NWT leaders shake hands as a UN declaration implementation bill is announced
NWT leaders shake hands as a UN declaration implementation bill is announced. Caitrin Pilkington/Cabin Radio

Premier Caroline Cochrane has introduced a bill that aims to ensure the NWT government upholds the principles of the UN Declaration on the Rights of Indigenous Peoples.

The territory said the proposed legislation was created by a working group of officials from the GNWT, Indigenous governments and Indigenous organizations. It has been in the works for years.

Speaking at the legislature on Wednesday, Cochrane said the United Nations Declaration on the Rights of Indigenous Peoples Implementation Act will “formalize the mechanisms the GNWT will use to ensure that future laws, regulations and policies are consistent with human rights as outlined in the declaration.”

Leaders from the Tłı̨chǫ Government, Sahtu Secretariat, Salt River First Nation, North Slave Métis Alliance, NWT Métis Nation, Gwich’in Tribal Council, Inuvialuit Regional Corporation, Délı̨nę Got’ı̨nę government and Acho Dene Koe First Nation were present to show their support of the bill.



Meanwhile, the NWT Council of Leaders, which brings together the GNWT and Indigenous governments, has agreed a memorandum of understanding to continue work on the UN declaration’s objectives.

“Given that Indigenous peoples compose a significant number of the residents of the Northwest Territories, it is essential that we lead the way in terms of properly implementing the United Nations declaration,” said Ken Kyikavichik, Grand Chief of the Gwich’in Tribal Council. “This MOU establishes a framework towards achieving this.”

Absent from the event were representatives from the Dene Nation. In 2021, the Dene Nation voted to reject a federal act regarding the UN declaration over concerns about the language of several sections, which the Dene Nation said limited the rights and freedoms outlined in the rest of the declaration.

As reported by NNSL at the time, some Dene leaders and Indigenous scholars say article 46 – which states that Indigenous peoples cannot take actions that “impair, totally or in part, the territorial integrity or political unity of sovereign and independent states” – dilutes the rest of the declaration.



Article 46 was one of several issues brought up by the Dene Nation during a recent presentation to the UN Special Rapporteur.

Asked whether the NWT’s bill addresses any of the concerns raised by the Dene Nation, Cochrane said the bill will focus on areas of common ground.
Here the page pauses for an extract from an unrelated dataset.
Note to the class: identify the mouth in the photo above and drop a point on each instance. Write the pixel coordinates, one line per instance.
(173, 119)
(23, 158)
Premier Caroline Cochrane addresses attendees at March 29, 2023 news conference
Premier Caroline Cochrane addresses attendees at a March 29, 2023 news conference. Caitrin Pilkington/Cabin Radio

“It took a lot of time, a lot of officials, a lot of people – and I really congratulate all the people that worked on this – to actually find areas that were common, that we agreed on,” said Cochrane.

“Dene Nation might not agree with it, but we have chiefs here from within the Dene Nation that do agree with it. The work that we’re doing, the memorandum of understanding, will not be signed by 100 percent of all Indigenous governments. It’s a majority.”

Danny Gaudet, Ɂek’wahtı̨dǝ́ of the Délı̨nę Got’ı̨nę Government, said leaders should focus on the possible good that stands to come from the bill.

“I understand that Dene Nation was opposed to some aspects of the declaration,” he said. “But in the end, you know, our community in Délı̨nę has been fighting an uphill battle to have our right to self-government recognized.

“Over the years, we’ve come to realize that we’re not going to get everything we want today, at one table, at one sitting. It’s a long journey, a long process, and documents like this might not be perfect, but they help that process.”

More details of the bill are expected to be released this week. Its full text was not immediately available, meaning it is not yet clear how the approach outlined in the bill will be substantially different than current efforts between the GNWT and Indigenous leaders to collaborate on governance.



Cochrane said the bill’s main deliverable will be a framework for implementation of the UN declaration.

“This isn’t going to happen overnight,” she said.

“It took us three years just to get to this bill, and the hard work is just beginning.

“It’s not about just putting a bill out there that says, ‘We recognize your rights.’ We’ve been doing that too long. This is about starting that work.”